Some people are passive aggressive assholes. I am one of those people. I say this because instead of confronting someone head on to tell them I don’t want to date them or hang out anymore, I’m all about that ghosting life. And though it’s pretty uncharacteristic of a betch to get ghosted, since we’re awesome and people should be dying to date us, it can happen.
You can blame Karma or the bible because I’m pretty sure it says, “Ghost not, lest you be ghosted.” Just in case it ever happens to you, you should know how to deal.
1. Be Cool
If you text a guy and he just, like, never texts you back. Step one is to be cool. Yeah, you can internally freak out and ask all your friends what you did wrong, but you probably did nothing wrong and you’ve just been hanging out with a douchebag. So, take a chill pill, a Xanax, and a vodka soda and just calm yourself. If he isn’t texting you, he isn’t into you, thus, he’s an idiot.

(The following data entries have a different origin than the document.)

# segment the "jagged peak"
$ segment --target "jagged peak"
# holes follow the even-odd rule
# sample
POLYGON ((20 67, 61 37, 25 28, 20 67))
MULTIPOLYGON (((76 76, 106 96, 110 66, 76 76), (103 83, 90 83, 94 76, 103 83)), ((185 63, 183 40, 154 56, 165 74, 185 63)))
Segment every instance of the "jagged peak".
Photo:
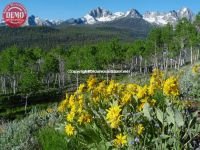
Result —
POLYGON ((108 15, 112 15, 112 12, 110 12, 109 10, 103 9, 101 7, 97 7, 96 9, 91 10, 88 14, 92 17, 100 18, 103 16, 105 17, 108 15))
POLYGON ((133 8, 127 11, 126 16, 130 16, 133 18, 142 18, 142 15, 139 13, 139 11, 133 8))

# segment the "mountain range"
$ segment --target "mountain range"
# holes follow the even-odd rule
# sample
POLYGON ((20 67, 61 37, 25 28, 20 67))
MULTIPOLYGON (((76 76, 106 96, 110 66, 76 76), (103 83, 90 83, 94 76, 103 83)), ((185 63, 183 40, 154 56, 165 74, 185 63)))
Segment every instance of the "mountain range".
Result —
MULTIPOLYGON (((194 19, 194 13, 186 7, 183 7, 180 10, 172 10, 169 12, 145 12, 141 14, 136 9, 131 9, 127 12, 111 12, 109 10, 98 7, 96 9, 91 10, 85 16, 80 18, 71 18, 67 20, 49 20, 42 19, 40 17, 36 17, 34 15, 29 16, 26 26, 58 26, 62 24, 68 25, 94 25, 99 23, 108 23, 111 21, 116 21, 123 18, 129 19, 143 19, 148 23, 154 25, 166 25, 172 24, 175 25, 180 19, 187 18, 189 21, 194 19)), ((3 21, 1 25, 3 25, 3 21)))

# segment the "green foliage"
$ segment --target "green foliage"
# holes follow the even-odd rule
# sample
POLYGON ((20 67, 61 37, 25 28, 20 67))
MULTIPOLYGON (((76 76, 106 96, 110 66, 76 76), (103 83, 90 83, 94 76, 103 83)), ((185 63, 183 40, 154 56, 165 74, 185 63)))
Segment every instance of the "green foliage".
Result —
POLYGON ((45 126, 55 126, 60 118, 52 108, 51 113, 47 110, 30 113, 20 121, 5 122, 1 124, 0 147, 2 150, 7 149, 38 149, 38 142, 35 133, 45 126))
POLYGON ((30 70, 28 70, 22 74, 20 87, 24 93, 30 94, 31 92, 36 92, 39 86, 40 83, 35 73, 31 73, 30 70))
MULTIPOLYGON (((58 129, 58 132, 64 133, 64 126, 58 129)), ((107 150, 112 147, 111 142, 107 141, 107 137, 100 128, 100 125, 91 124, 85 125, 84 128, 80 128, 79 134, 74 137, 63 137, 66 144, 63 147, 66 149, 91 149, 91 150, 107 150)), ((50 142, 48 142, 50 143, 50 142)), ((51 143, 50 143, 51 144, 51 143)))
MULTIPOLYGON (((134 27, 136 28, 135 25, 134 27)), ((57 46, 68 48, 73 45, 82 46, 107 41, 116 37, 128 42, 136 38, 145 38, 151 28, 150 24, 138 26, 138 30, 132 30, 132 27, 124 29, 113 26, 23 27, 18 29, 0 27, 0 34, 4 35, 0 40, 0 50, 14 45, 23 49, 39 47, 49 50, 57 46), (145 28, 146 26, 148 28, 145 28)))
POLYGON ((200 75, 191 72, 192 67, 189 67, 183 72, 180 79, 181 91, 186 100, 200 101, 200 75))
POLYGON ((53 54, 47 54, 44 58, 44 64, 42 65, 42 72, 47 73, 58 73, 59 72, 59 61, 53 54))
MULTIPOLYGON (((146 117, 149 118, 149 116, 146 117)), ((150 117, 153 120, 151 123, 155 123, 158 120, 159 124, 157 124, 157 131, 154 132, 152 139, 148 139, 151 141, 149 143, 151 146, 148 146, 149 148, 182 149, 192 147, 190 141, 196 136, 196 133, 198 134, 199 132, 199 127, 197 127, 199 126, 198 122, 193 125, 189 123, 194 122, 193 119, 195 119, 195 117, 193 117, 192 114, 183 114, 176 106, 169 105, 164 110, 156 108, 151 111, 150 117)), ((153 125, 151 123, 150 126, 153 125)), ((145 128, 145 132, 147 132, 147 130, 151 129, 145 128)), ((149 134, 151 134, 150 131, 149 134)), ((150 137, 150 135, 145 136, 150 137)))
POLYGON ((160 123, 164 123, 164 114, 163 112, 158 108, 156 109, 156 116, 157 116, 157 119, 160 121, 160 123))
POLYGON ((151 115, 150 115, 150 106, 148 103, 144 104, 144 108, 143 108, 143 113, 144 113, 144 116, 147 117, 147 119, 150 121, 152 120, 151 118, 151 115))
POLYGON ((37 139, 43 150, 68 150, 65 135, 54 128, 44 127, 40 129, 37 139))

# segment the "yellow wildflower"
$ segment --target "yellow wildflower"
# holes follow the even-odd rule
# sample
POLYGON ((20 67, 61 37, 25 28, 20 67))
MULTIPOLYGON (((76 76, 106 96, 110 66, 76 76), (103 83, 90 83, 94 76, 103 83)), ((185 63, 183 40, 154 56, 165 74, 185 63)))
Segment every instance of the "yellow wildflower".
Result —
POLYGON ((97 91, 97 89, 95 88, 93 91, 92 91, 92 96, 91 96, 92 100, 94 103, 98 103, 99 100, 100 100, 100 97, 99 97, 99 91, 97 91))
POLYGON ((92 116, 90 116, 89 114, 84 116, 84 122, 85 123, 90 123, 92 120, 92 116))
POLYGON ((110 120, 110 127, 113 129, 118 128, 120 121, 121 121, 121 116, 115 117, 115 120, 114 119, 110 120))
POLYGON ((73 105, 72 107, 71 107, 71 112, 76 112, 76 105, 73 105))
POLYGON ((163 92, 167 96, 178 96, 178 79, 174 76, 168 78, 164 83, 163 92))
POLYGON ((132 95, 131 93, 124 93, 121 99, 122 105, 127 104, 131 101, 132 95))
POLYGON ((59 106, 58 106, 58 112, 64 112, 66 110, 67 107, 67 99, 65 99, 64 101, 62 101, 59 106))
POLYGON ((101 94, 104 94, 105 93, 105 88, 106 88, 106 81, 102 81, 96 87, 96 91, 98 91, 101 94))
POLYGON ((91 91, 95 87, 96 83, 97 79, 93 76, 90 76, 89 79, 87 80, 88 91, 91 91))
POLYGON ((156 90, 155 86, 152 85, 152 84, 150 84, 150 86, 148 87, 148 94, 149 94, 150 96, 153 96, 154 93, 155 93, 155 90, 156 90))
POLYGON ((116 84, 117 94, 120 94, 121 92, 124 91, 124 86, 125 86, 124 84, 120 84, 120 83, 116 84))
POLYGON ((69 98, 69 107, 73 107, 75 105, 75 96, 71 95, 69 98))
POLYGON ((138 99, 144 98, 147 95, 148 88, 145 85, 144 87, 138 86, 138 93, 137 97, 138 99))
POLYGON ((143 99, 140 100, 140 104, 139 104, 139 106, 137 107, 137 110, 138 110, 138 111, 142 111, 142 110, 143 110, 144 104, 145 104, 145 103, 148 103, 148 99, 149 99, 149 97, 145 97, 145 98, 143 98, 143 99))
POLYGON ((155 89, 161 89, 163 82, 163 72, 159 69, 154 69, 150 79, 150 85, 153 85, 155 89))
POLYGON ((82 123, 90 123, 92 120, 92 117, 87 114, 87 113, 83 113, 81 114, 81 116, 78 118, 78 123, 81 125, 82 123))
POLYGON ((92 100, 95 104, 98 104, 99 100, 100 100, 100 97, 99 96, 96 96, 96 97, 92 97, 92 100))
POLYGON ((150 85, 148 87, 148 94, 153 96, 156 89, 162 89, 163 72, 159 69, 154 69, 150 78, 150 85))
POLYGON ((193 72, 194 74, 200 73, 200 64, 194 65, 194 66, 192 67, 192 72, 193 72))
POLYGON ((68 136, 72 136, 74 135, 75 128, 71 124, 68 124, 65 126, 65 132, 68 136))
POLYGON ((80 84, 75 93, 81 94, 82 92, 84 92, 85 87, 86 87, 86 85, 84 83, 80 84))
POLYGON ((122 135, 121 133, 116 136, 114 139, 114 144, 117 147, 123 147, 127 144, 127 135, 122 135))
POLYGON ((74 120, 75 113, 71 111, 69 114, 67 114, 67 121, 72 122, 74 120))
POLYGON ((82 113, 82 111, 83 111, 83 107, 82 107, 82 106, 79 106, 77 112, 80 114, 80 113, 82 113))
POLYGON ((81 95, 78 96, 78 104, 83 105, 83 101, 84 101, 84 95, 81 94, 81 95))
POLYGON ((112 95, 114 94, 116 91, 117 91, 117 83, 115 83, 114 80, 111 80, 107 89, 106 89, 106 92, 108 95, 112 95))
POLYGON ((132 95, 136 95, 138 92, 138 85, 137 84, 128 84, 126 86, 126 90, 130 92, 132 95))
POLYGON ((117 128, 121 119, 121 108, 119 106, 112 106, 107 110, 106 119, 110 123, 111 128, 117 128))
POLYGON ((150 101, 151 106, 155 106, 156 102, 157 102, 157 101, 156 101, 155 99, 152 99, 152 100, 150 101))
POLYGON ((143 124, 138 124, 135 126, 135 131, 137 132, 138 135, 141 135, 144 131, 144 126, 143 124))

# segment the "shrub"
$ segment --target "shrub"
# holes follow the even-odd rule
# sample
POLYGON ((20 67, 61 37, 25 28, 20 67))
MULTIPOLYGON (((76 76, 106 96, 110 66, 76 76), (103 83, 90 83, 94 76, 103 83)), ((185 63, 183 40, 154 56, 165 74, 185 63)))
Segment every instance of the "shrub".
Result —
POLYGON ((200 101, 200 65, 194 65, 190 70, 186 70, 180 79, 181 91, 185 99, 200 101))
POLYGON ((35 133, 42 127, 55 126, 60 121, 59 115, 53 109, 32 111, 30 115, 20 121, 12 121, 1 125, 0 147, 7 149, 37 149, 38 143, 35 133))

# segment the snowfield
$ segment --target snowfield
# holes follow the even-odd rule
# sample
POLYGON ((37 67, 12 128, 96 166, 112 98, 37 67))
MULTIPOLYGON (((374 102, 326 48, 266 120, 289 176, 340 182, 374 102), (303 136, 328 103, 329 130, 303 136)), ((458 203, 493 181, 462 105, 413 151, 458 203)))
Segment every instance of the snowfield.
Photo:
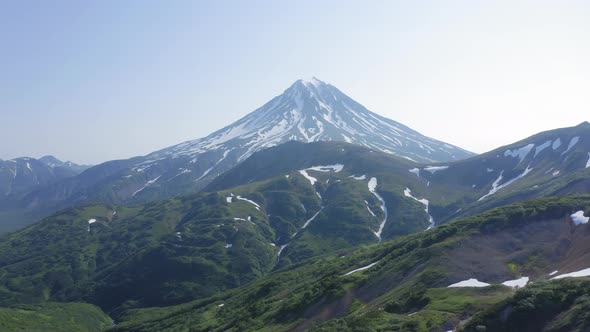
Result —
POLYGON ((342 165, 342 164, 334 164, 334 165, 327 165, 327 166, 313 166, 310 168, 300 170, 299 174, 303 175, 303 177, 305 177, 309 181, 309 183, 311 183, 311 185, 313 186, 316 182, 318 182, 318 179, 309 175, 309 173, 307 173, 307 171, 316 171, 316 172, 323 172, 323 173, 332 171, 334 173, 338 173, 338 172, 342 171, 343 168, 344 168, 344 165, 342 165))
POLYGON ((487 287, 490 284, 481 282, 477 279, 471 278, 463 281, 459 281, 452 285, 447 286, 447 288, 454 288, 454 287, 487 287))
POLYGON ((570 217, 572 218, 572 221, 576 226, 581 224, 587 224, 588 220, 590 220, 590 217, 584 217, 584 211, 582 210, 576 213, 572 213, 570 217))
POLYGON ((522 287, 526 286, 526 284, 528 284, 528 282, 529 282, 529 277, 522 277, 522 278, 515 279, 515 280, 504 281, 502 283, 502 285, 512 287, 512 288, 522 288, 522 287))
POLYGON ((561 275, 558 275, 557 277, 553 277, 551 279, 553 280, 553 279, 562 279, 562 278, 580 278, 580 277, 588 277, 588 276, 590 276, 590 268, 576 271, 576 272, 561 274, 561 275))
POLYGON ((299 171, 299 174, 303 175, 303 177, 305 177, 309 183, 311 183, 311 185, 313 186, 316 182, 318 182, 318 179, 314 178, 313 176, 310 176, 309 174, 307 174, 307 171, 302 169, 299 171))
POLYGON ((568 151, 571 150, 576 144, 578 144, 579 141, 580 141, 580 136, 572 137, 572 139, 570 140, 570 143, 567 145, 567 149, 565 149, 565 151, 563 151, 561 153, 561 155, 563 156, 564 154, 568 153, 568 151))
POLYGON ((504 151, 504 156, 518 158, 519 163, 521 163, 534 147, 535 147, 535 144, 531 143, 531 144, 525 145, 525 146, 518 148, 518 149, 506 150, 506 151, 504 151))

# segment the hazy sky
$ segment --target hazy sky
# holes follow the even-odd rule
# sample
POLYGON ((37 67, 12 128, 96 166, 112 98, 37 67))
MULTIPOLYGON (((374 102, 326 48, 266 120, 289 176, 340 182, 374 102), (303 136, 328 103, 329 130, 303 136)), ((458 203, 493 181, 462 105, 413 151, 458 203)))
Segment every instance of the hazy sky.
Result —
POLYGON ((588 1, 0 1, 0 158, 205 136, 317 76, 484 152, 590 120, 588 1))

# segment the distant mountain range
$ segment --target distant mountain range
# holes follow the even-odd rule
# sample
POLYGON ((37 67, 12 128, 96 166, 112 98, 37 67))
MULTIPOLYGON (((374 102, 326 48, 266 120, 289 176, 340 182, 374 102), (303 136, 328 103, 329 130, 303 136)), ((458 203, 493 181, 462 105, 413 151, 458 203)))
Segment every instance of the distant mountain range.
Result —
POLYGON ((82 173, 90 166, 63 162, 54 156, 39 159, 0 159, 0 195, 19 196, 82 173))

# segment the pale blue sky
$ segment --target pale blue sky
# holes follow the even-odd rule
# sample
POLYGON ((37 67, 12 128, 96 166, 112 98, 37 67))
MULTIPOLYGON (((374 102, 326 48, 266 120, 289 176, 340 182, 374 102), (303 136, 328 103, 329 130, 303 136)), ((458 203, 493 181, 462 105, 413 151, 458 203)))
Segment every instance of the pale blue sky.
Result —
POLYGON ((587 1, 0 0, 0 158, 98 163, 317 76, 475 152, 590 120, 587 1))

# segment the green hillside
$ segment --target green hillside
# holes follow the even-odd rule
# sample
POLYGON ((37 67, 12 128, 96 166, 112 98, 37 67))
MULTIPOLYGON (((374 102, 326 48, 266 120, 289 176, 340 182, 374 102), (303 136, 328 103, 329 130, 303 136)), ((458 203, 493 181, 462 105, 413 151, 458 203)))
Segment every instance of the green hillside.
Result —
POLYGON ((99 308, 86 303, 44 303, 0 308, 0 331, 98 332, 113 321, 99 308))
POLYGON ((589 211, 590 196, 497 208, 316 257, 209 299, 130 310, 117 330, 448 331, 510 298, 513 291, 502 282, 527 276, 534 285, 554 270, 587 268, 588 225, 574 227, 569 219, 580 209, 589 211), (492 286, 446 288, 470 278, 492 286))

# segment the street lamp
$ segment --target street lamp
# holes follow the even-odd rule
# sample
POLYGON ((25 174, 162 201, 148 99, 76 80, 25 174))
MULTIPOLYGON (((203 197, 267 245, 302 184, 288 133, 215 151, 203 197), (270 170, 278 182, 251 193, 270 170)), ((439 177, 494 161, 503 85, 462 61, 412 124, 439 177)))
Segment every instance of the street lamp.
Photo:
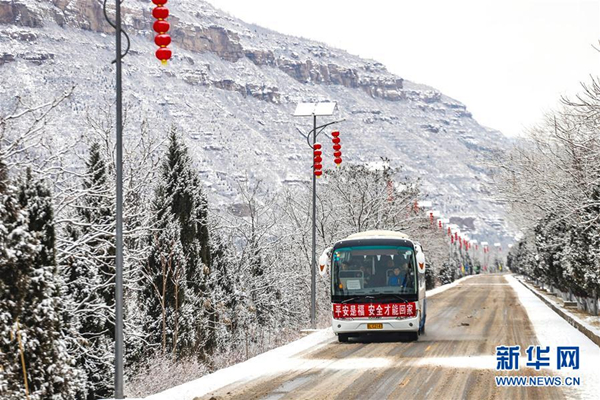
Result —
POLYGON ((115 399, 123 398, 123 88, 121 60, 127 55, 130 46, 129 35, 121 26, 121 1, 115 1, 115 22, 106 13, 106 2, 103 3, 104 17, 116 31, 116 58, 112 62, 116 66, 116 234, 115 234, 115 399), (125 52, 121 48, 121 35, 127 40, 125 52))
MULTIPOLYGON (((317 136, 326 127, 333 125, 340 121, 329 122, 327 124, 317 126, 318 116, 331 116, 335 111, 335 102, 322 102, 322 103, 298 103, 296 111, 294 111, 294 117, 312 117, 313 118, 313 129, 302 135, 306 138, 306 141, 311 149, 314 150, 315 143, 317 142, 317 136), (319 130, 320 129, 320 130, 319 130), (317 130, 319 130, 317 132, 317 130), (310 136, 312 133, 312 144, 310 142, 310 136)), ((314 164, 313 164, 314 165, 314 164)), ((316 328, 316 314, 317 314, 317 176, 312 173, 312 262, 310 267, 310 326, 312 329, 316 328)))

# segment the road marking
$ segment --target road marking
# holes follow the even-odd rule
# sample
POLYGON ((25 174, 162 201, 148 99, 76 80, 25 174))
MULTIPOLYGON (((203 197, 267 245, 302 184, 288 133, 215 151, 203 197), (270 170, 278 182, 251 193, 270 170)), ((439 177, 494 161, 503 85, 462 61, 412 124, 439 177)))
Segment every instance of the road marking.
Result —
POLYGON ((427 346, 427 348, 425 349, 425 351, 429 350, 431 348, 431 345, 427 346))

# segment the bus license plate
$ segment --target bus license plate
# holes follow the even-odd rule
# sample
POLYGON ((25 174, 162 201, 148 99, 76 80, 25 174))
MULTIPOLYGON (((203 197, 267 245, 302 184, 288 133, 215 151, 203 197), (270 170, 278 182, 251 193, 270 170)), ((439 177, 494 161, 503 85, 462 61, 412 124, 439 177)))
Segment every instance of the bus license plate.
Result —
POLYGON ((367 324, 367 329, 383 329, 383 324, 367 324))

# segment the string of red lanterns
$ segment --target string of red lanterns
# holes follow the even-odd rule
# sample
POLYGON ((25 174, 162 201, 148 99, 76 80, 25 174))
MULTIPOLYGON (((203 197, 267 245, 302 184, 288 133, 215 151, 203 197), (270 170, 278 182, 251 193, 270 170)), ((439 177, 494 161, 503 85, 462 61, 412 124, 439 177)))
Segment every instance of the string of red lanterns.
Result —
POLYGON ((160 60, 162 65, 167 65, 167 61, 171 58, 171 50, 167 48, 171 44, 171 36, 167 34, 171 25, 166 21, 169 17, 169 9, 165 7, 168 0, 152 0, 156 5, 152 10, 152 16, 157 19, 152 28, 158 35, 154 37, 154 43, 158 46, 156 50, 156 58, 160 60))
MULTIPOLYGON (((331 136, 333 136, 331 141, 333 142, 333 156, 335 157, 333 162, 339 167, 339 165, 342 163, 342 145, 340 144, 340 133, 338 131, 334 131, 331 132, 331 136)), ((323 175, 323 151, 321 148, 322 146, 320 143, 315 143, 313 146, 313 172, 317 177, 323 175)))
POLYGON ((333 162, 339 166, 342 163, 342 145, 340 144, 340 133, 338 131, 331 132, 333 139, 333 156, 335 157, 333 162))
POLYGON ((323 162, 323 158, 321 157, 322 154, 321 144, 315 143, 313 145, 313 169, 315 176, 317 177, 323 175, 323 164, 321 164, 323 162))

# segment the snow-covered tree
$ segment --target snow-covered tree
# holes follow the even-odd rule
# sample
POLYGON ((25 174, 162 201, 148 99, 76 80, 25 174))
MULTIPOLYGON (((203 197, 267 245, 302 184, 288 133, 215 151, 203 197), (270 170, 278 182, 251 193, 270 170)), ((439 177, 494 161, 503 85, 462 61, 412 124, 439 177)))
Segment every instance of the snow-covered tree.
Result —
POLYGON ((107 397, 114 372, 114 196, 98 143, 89 149, 80 196, 63 238, 62 274, 72 325, 79 336, 78 364, 86 371, 88 399, 107 397))
POLYGON ((28 172, 19 190, 0 160, 0 396, 76 399, 85 393, 63 337, 49 190, 28 172))
POLYGON ((498 188, 524 232, 511 267, 562 290, 596 297, 600 288, 600 82, 530 130, 497 160, 498 188), (533 257, 532 257, 533 255, 533 257), (532 260, 535 259, 535 261, 532 260))
POLYGON ((141 294, 145 331, 163 351, 206 358, 216 345, 207 286, 211 267, 207 200, 175 129, 169 136, 152 214, 151 252, 141 294))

2. Don’t Confront the Situation
Sure, you’re definitely going to want to ask this guy why he thinks it’s just OK to stop talking to you without an explanation. It isn’t ok, and you deserve better. But he’s going to change your name in his phone to “Crazy Bitch, Do Not Answer” if you confront him about it. He’s going to think he made the right decision in letting you go. Don’t give him that satisfaction.
3. Lay Off Snapchat
We’ve all done it. Someone won’t text us back so we send them a snap to see if they’re just busy or ignoring us. This technique is just a way to validate your fears and make you seem desperate. If he doesn’t call you or text you back, sans the death of a close relative, he’s over it and opening that snap is just going to be an annoyance more than anything else. If a guy is into you, he doesn’t just forget you exist and need a reminder. Go ahead and add snaps to your story though. If he’s dumb enough to watch your Snap Story while he’s trying to ghost you, you probably dodged a bullet.
4. Move The Fuck On
What’s more pathetic than simply getting ghosted is letting said ghosting affect you for more than, like, ten minutes. Do not, I repeat, do not wait around for this POS to realize he’s actually been in love with you this whole time. That’s bullshit and it won’t happen. Hook up with other guys. Date other guys. Fire up the old Tinder and Bumble machines. You’re not going to discourage him from wanting to date you if he sees you on Insta with Abs McSixPack. He didn’t care about dating you two weeks ago, and if seeing you with another dude changes his mind then he’s seriously disturbed. Move on, betch. You’re better than that.